Senior figures in the tourism industry believe that the recovery in 2022 could bring back 60 per cent of the number of international visitors that came in 2019, the last full pre-pandemic season for the sector when more than 9.7 million international visitors arrived.
The Irish Tourism Industry Confederation (Itic), the umbrella lobby group for the sector, estimated that international arrivals for February were more than 40 per cent down on the number for 2019, based on figures provided to it by carriers, sea ports and airports. It warned, however, that official State data on the tourism sector is currently limited and it raised concerns about the potential impact of this on policymaking.
The Central Statistics Office (CSO), which normally collates accurate data on visitor numbers gleaned from in-person surveys carried out at ports and airports, suspended this activity during the pandemic and has yet to recommence it. It has been suggested to the industry that it could be after the summer before the CSO relaunches its series of port surveys.

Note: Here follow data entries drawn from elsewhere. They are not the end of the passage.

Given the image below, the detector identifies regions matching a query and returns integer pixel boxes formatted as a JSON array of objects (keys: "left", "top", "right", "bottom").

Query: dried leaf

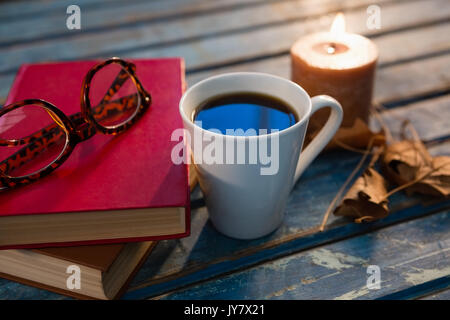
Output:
[
  {"left": 334, "top": 168, "right": 389, "bottom": 223},
  {"left": 382, "top": 140, "right": 450, "bottom": 197}
]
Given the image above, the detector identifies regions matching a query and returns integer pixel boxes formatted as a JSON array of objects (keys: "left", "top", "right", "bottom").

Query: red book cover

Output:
[{"left": 0, "top": 58, "right": 190, "bottom": 249}]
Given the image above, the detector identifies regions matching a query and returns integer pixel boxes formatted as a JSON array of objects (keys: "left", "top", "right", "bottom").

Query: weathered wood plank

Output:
[
  {"left": 0, "top": 0, "right": 444, "bottom": 73},
  {"left": 374, "top": 94, "right": 450, "bottom": 141},
  {"left": 0, "top": 0, "right": 270, "bottom": 23},
  {"left": 121, "top": 96, "right": 450, "bottom": 298},
  {"left": 0, "top": 18, "right": 450, "bottom": 103},
  {"left": 1, "top": 96, "right": 450, "bottom": 298},
  {"left": 421, "top": 289, "right": 450, "bottom": 300},
  {"left": 162, "top": 211, "right": 450, "bottom": 299}
]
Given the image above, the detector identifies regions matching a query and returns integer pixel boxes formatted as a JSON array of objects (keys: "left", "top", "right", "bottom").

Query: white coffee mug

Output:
[{"left": 180, "top": 72, "right": 343, "bottom": 239}]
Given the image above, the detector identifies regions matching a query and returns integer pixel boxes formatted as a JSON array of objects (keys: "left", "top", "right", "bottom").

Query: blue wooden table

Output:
[{"left": 0, "top": 0, "right": 450, "bottom": 299}]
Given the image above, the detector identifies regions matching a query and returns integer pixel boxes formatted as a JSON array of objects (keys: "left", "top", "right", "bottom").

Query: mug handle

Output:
[{"left": 294, "top": 95, "right": 344, "bottom": 184}]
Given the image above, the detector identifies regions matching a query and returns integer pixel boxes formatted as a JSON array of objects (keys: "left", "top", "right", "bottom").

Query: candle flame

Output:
[{"left": 330, "top": 12, "right": 345, "bottom": 35}]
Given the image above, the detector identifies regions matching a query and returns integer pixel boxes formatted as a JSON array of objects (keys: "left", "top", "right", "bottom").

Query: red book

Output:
[{"left": 0, "top": 58, "right": 190, "bottom": 249}]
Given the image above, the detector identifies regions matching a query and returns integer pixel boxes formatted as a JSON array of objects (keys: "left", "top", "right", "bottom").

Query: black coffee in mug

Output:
[{"left": 192, "top": 92, "right": 298, "bottom": 135}]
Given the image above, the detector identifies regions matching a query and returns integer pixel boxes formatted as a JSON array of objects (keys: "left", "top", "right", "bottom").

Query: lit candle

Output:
[{"left": 291, "top": 13, "right": 378, "bottom": 130}]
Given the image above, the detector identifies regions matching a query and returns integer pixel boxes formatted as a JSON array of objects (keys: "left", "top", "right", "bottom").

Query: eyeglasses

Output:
[{"left": 0, "top": 58, "right": 151, "bottom": 190}]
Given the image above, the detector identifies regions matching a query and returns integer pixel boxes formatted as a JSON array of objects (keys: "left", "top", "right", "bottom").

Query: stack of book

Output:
[{"left": 0, "top": 58, "right": 190, "bottom": 299}]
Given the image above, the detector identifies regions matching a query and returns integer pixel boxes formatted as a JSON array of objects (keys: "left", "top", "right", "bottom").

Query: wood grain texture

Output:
[
  {"left": 421, "top": 289, "right": 450, "bottom": 300},
  {"left": 0, "top": 0, "right": 400, "bottom": 73},
  {"left": 161, "top": 211, "right": 450, "bottom": 299},
  {"left": 126, "top": 95, "right": 450, "bottom": 298}
]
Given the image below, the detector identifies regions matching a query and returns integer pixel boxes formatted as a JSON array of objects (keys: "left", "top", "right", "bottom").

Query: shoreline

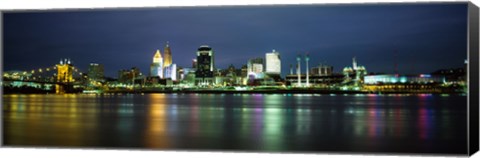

In the meantime, Itic said it would continue to make its own estimates of international arrivals in the absence of State data. The lobby group on Wednesday relaunched its monthly tourism dashboard in association with AIB, which gives a statistical snapshot of the sector, tracking indicators such as arrivals, employment and hotel occupancy rates.
The dashboard for February suggests that about 44,000 visitors from America arrived to Ireland last month, a reduction of 48 per cent on the numbers for 2019. It estimates a 40 per cent drop in British visitors, to 152,000, while numbers from the rest of Europe were down 35 per cent on 2019 levels.
Itic said overall numbers at Dublin Airport were down 34 per cent on 2019 levels, while the number of passengers travelling by ferry was down by 40 per cent.
Eoghan O’Mara Walsh, Itic’s chief executive, said a recovery to 60 per cent of 2019 levels would be “no mean feat” given the “mauling” the sector had received in 2020 and 2021.
“The situation is so volatile at the moment. The big question is whether the war in Ukraine will spook some markets and whether the spike in oil prices would have a major impact on fares,” he said. Itic also said the labour shortage in tourism could hamper its recovery.
He said the anecdotal feedback from tourism businesses for the St Patrick’s Day celebrations last week suggested many in the sector were “delighted” with how it went.
“There were a lot of American accents about,” said Mr O’Mara Walsh. He said many of those bookings would have been made months ago, however, and it is unclear if the momentum will be affected by fears among US visitors of war in Europe.
Many accommodation providers remain optimistic, however. Sean O’Driscoll, the chief executive of the iNua Collection hotel group, told Itic this month that it was “pleasantly surprised” with how quickly bookings are returning.
He said the group, whose 10 hotels includes Muckross Park in Kerry and the Fairways in Dundalk, expects occupancy through April to be down just 10 per cent on 2019 levels, and later in the season, the gap may narrow to 5 per cent.